# Bounty/Sandy Book



## capecodda (Oct 6, 2009)

I know the Bounty sinking has been extensively discussed here, but I thought many may be interested in the following book:

Rescue of the Bounty: Disaster and Survival in Superstorm Sandy, Michael J. Tougias, Douglas A. Campbell - [email][email protected]@[email protected]@http://ecx.images-amazon.com[/email]/images/I/[email protected]@[email protected]@51ODVfp8qfL

I got 3 quarters through in one 3 hour flight, and finished on the the return. Definitely held my interest, lots of interesting nuances on leadership, personalities involved, CG rescue operations, the maintenance of an old wooden ship, etc. Worthwhile read IMHO.

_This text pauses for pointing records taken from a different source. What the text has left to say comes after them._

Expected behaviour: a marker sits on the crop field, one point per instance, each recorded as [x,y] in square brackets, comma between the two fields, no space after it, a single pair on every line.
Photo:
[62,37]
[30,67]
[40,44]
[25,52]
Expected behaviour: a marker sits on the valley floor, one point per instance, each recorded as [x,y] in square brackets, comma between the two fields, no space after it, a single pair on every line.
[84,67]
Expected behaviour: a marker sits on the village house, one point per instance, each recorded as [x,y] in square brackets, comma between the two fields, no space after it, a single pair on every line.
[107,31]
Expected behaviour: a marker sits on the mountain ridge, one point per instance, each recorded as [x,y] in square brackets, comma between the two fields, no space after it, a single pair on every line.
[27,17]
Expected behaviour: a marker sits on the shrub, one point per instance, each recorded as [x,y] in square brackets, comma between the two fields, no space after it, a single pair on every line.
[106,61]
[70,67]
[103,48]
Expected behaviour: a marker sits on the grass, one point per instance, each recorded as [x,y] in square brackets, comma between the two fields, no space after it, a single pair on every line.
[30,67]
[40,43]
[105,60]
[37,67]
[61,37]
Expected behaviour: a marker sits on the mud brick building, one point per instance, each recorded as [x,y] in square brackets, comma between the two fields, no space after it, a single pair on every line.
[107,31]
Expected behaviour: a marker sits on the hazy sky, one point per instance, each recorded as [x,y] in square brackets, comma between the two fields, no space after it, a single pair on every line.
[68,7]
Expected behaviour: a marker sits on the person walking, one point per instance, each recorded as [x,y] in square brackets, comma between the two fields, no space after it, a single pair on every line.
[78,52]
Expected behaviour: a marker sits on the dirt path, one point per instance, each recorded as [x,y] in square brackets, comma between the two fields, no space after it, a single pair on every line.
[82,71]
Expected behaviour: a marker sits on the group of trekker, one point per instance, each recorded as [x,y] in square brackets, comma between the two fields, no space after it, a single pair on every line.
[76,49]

I have no commercial interest in the book, author, or Amazon...


----------



## miatapaul (Dec 15, 2006)

By the way they have it used for $4.00 for the hard back version on amazon.


----------



## jjablonowski (Aug 13, 2007)

Last February author Tougias presented a slide-show lecture on the _Bounty _and his info-gathering for the book to a monthly meeting of the Gulf Coast Sailing Club. Based on his presentation, he did his homework (and I bought an autographed copy of the book on the spot).

The book is a meticulous re-creation of the events leading up to the sinking and subsequent rescue, and I can recommend it.


----------



## mbianka (Sep 19, 2014)

jjablonowski said:


> Last February author Tougias presented a slide-show lecture on the _Bounty _and his info-gathering for the book to a monthly meeting of the Gulf Coast Sailing Club. Based on his presentation, he did his homework (and I bought an autographed copy of the book on the spot).
> 
> The book is a meticulous re-creation of the events leading up to the sinking and subsequent rescue, and I can recommend it.


Sounds like in might be a good winter read to have on my Kindle.


----------



## capecodda (Oct 6, 2009)

We all know how this turned out, so you can't spoil it by revealing anything. But for me, the most interesting reporting in this book was about the personalities. The strengths and weaknesses of the captain and crew. The commitment of CG SAR personnel and willingness to take on great risks. How and when the CG decided to go. Why would anyone take a boat offshore into the face of a hurricane? What drove that decision, and why did the crew go along? Some great detailed reporting, unusual today with so much opining and so little fact finding.

It is not a simple story of good guys and bad guys, smart guys and dumb guys. 

Like most things in life, a sound bite doesn't describe what happened. IMHO we learn the most by studying the nuances and details. This book does a great job of that, and besides it's an exciting read.


----------



## Sailormon6 (May 9, 2002)

I just ordered it. Thanks for the recommendation!


----------



## Sal Paradise (Sep 14, 2012)

I read the preview and I am ordering this! Thanks.


----------